What does the synod for the Amazon have to do with COP26? Indigenous people were the center of attention at both events. They had the opportunity to express themselves, and they did so with great propriety.
But — and here's the thing — most of the participants considered these men and women with traditional traits simply as pieces of folklore to give the event a sense of the presence of "all nations, tribes, races and languages." That was far from the Indigenous people being truly accepted as "equals" in dignity and rights and respected in their legitimate demands.
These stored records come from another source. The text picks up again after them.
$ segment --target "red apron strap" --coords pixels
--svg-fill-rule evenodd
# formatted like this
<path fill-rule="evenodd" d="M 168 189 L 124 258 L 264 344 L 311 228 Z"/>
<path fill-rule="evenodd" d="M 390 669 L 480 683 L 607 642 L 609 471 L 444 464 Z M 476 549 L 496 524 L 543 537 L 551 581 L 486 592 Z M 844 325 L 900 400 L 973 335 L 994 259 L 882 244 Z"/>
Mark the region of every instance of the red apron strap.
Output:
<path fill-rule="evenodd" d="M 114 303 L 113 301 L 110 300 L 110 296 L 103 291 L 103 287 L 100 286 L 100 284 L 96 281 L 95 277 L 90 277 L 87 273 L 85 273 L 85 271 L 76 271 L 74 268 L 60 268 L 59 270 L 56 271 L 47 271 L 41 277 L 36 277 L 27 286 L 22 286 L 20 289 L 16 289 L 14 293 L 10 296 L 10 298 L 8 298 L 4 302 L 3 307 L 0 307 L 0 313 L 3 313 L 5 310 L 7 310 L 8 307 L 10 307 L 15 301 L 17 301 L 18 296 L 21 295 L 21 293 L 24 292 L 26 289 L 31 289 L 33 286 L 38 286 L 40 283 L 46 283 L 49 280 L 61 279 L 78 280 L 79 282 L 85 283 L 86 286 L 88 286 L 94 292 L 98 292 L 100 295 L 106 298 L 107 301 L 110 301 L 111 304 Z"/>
In our church, it is not very different. We prefer to speak today of "interculturality," rather than "inculturation," to replace a term that seems to imply the superiority of one culture over another that must be "inculturated."
The Santo Domingo document [from the Fourth General Conference of Bishops of Latin America and the Caribbean in 1992] succumbed to this temptation, when it advised: "Promoting an inculturation of the liturgy, embracing with appreciation its religious expressions and symbols compatible with the clear sense of the faith, maintaining the value of universal symbols and in harmony with the general discipline of the Church."
Who gets to determine what is compatible or not, what is in harmony or not, with the clear sense of the faith and general discipline of the church? Only living with a people is it possible to know the deep meaning of their cultural expressions, speaking their language and entering into the universe of their archaic and religious symbolism. This can't be done from 10,000 kilometers away, in the comfort of an air-conditioned office.
Today, in the quest for "interculturality," the situation in our church is fairly intriguing. For some time, a growing number of tremendously racist people and factions have been appearing, who insult the bishops and priests who accept the expressions, songs and drumming of Indigenous people or quilombolas in a liturgical celebration. It will not be easy to implement the decisions of the synod for the Amazon and the "dreams" of Pope Francis' apostolic exhortation Querida Amazonia. The opposition is virulent.
Today, what is being rejected by Bolsonaro and big agribusiness is the Brazilian constitution of 1988, which, by supporting the existence of Indigenous lands, defends the existence of lands outside of the capitalist market. The slogan of Big Agro is "No land outside of the market!" Against our conviction: All land for the benefit of life and peace.
They are two opposing proposals: one in favor of the Earth for life, the other in favor of the Earth for business and for shameless usurpation and exploitation.